Les inspecteurs bruxellois se sont intéressés à l’application de trois grands types de mesures largement appliquées en France et en Allemagne depuis le début de l’année 2001: le dépistage systématique de l’encéphalopathie spongiforme sur les animaux à l’abattoir, donc destinés à être consommés; le retrait des matériaux à risques (cervelle, moelle épinière, thymus, yeux, colonne vertébrale etc ) de la chaîne alimentaire; l’interdiction d’utiliser les farines animales dans l’alimentation de tous les animaux d’élevage.

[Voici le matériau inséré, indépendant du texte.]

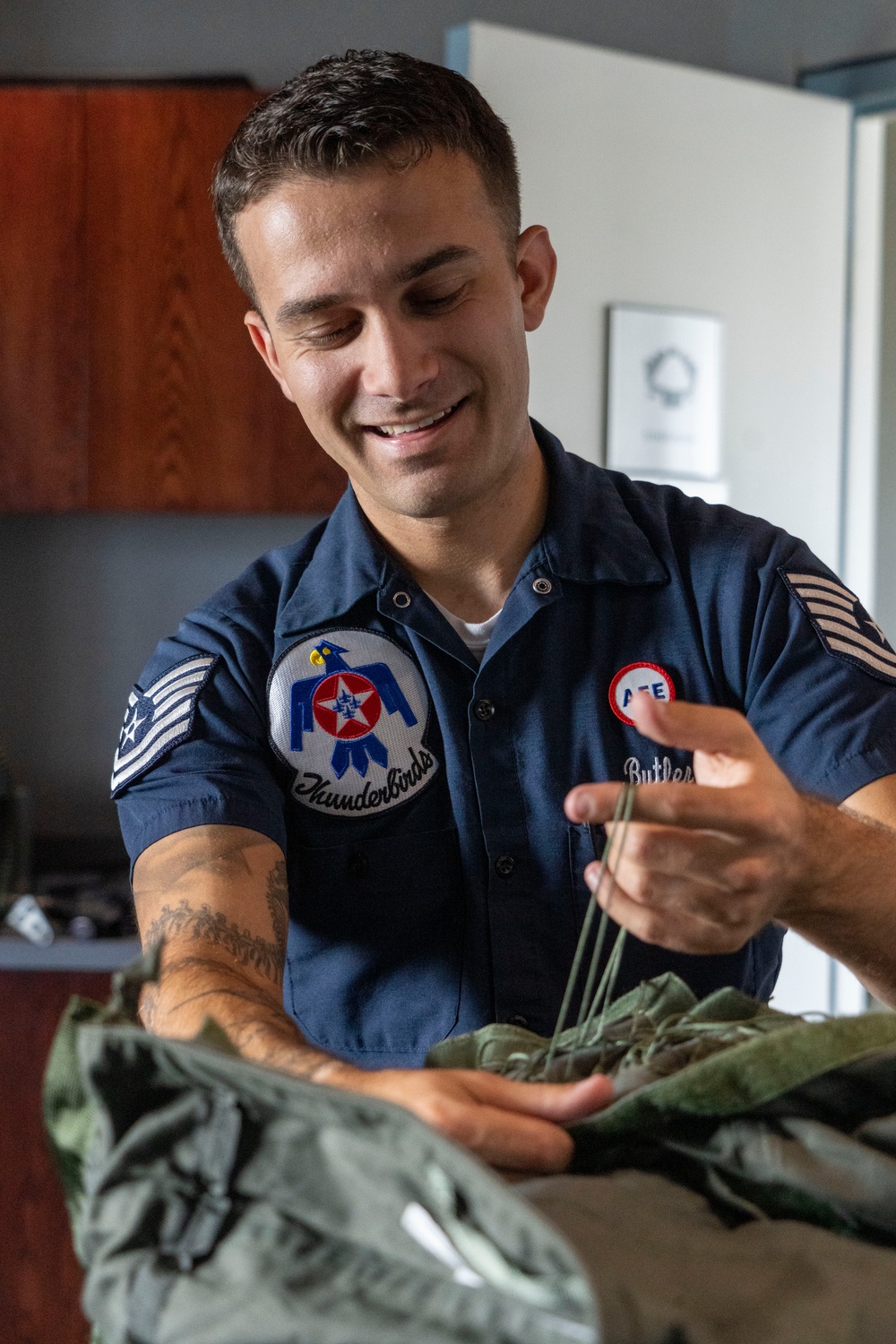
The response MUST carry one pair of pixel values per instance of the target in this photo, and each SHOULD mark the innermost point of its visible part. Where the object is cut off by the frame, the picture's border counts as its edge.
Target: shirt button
(358, 865)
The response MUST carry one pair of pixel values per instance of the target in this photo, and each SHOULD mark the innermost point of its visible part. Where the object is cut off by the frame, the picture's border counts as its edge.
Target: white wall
(670, 185)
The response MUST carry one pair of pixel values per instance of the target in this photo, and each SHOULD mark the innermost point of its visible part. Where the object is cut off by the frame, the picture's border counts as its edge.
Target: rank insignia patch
(842, 624)
(349, 718)
(159, 718)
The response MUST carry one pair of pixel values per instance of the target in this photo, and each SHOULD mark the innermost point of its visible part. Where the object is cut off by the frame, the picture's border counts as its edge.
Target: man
(354, 760)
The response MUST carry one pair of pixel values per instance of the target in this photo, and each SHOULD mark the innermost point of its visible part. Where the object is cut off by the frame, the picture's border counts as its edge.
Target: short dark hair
(347, 112)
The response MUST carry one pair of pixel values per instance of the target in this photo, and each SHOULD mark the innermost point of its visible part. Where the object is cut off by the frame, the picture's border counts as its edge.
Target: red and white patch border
(635, 667)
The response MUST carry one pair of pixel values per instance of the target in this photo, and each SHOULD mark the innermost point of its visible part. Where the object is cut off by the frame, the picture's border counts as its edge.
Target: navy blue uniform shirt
(435, 881)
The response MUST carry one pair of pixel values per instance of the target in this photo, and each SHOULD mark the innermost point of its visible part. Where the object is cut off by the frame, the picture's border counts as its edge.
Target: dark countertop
(67, 953)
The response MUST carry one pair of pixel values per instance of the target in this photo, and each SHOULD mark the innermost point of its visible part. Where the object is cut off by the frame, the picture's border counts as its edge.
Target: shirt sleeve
(813, 672)
(218, 766)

Après plusieurs jours d’enquête, les fonctionnaires de l’Office alimentaire et vétérinaire estimaient « qu’il n’y (avait) pratiquement aucune surveillance active » de la part des services britanniques et qu’il y avait « donc lieu de penser que l’incidence de l’ESB en Grande-Bretagne est loin de pouvoir être connue avec certitude ». A la décharge des Britanniques, l’épizootie de fièvre aphteuse qui s’est déclarée en février dernier a mobilisé leurs services vétérinaires et même obligé le gouvernement de Tony Blair à faire appel aux forces sanitaires des autres pays européens. Sommé de s’expliquer le ministère de l’Agriculture s’est engagé à tester tous les bovins visés par le programme de dépistage de la maladie de la vache folle à partir du mois de décembre, soit un an après la date requise. Il affirme désormais que « législation nationale sur les matériaux à risque spécifiés est conforme aux règles européennes, sauf en ce qui concerne le retrait des colonnes vertébrales des animaux de plus de trente mois ». Et demande « une dérogation ». Enfin, les autorités britanniques affirment que l’interdiction des farines dans l’alimentation de tous les animaux est effective depuis le mois d’août, soit un retard de six mois.

Une situation d’autant plus troublante que Bruxelles a levé l’embargo (maintenu par la France) sur les exportations de viande bovine britannique depuis juillet 1999.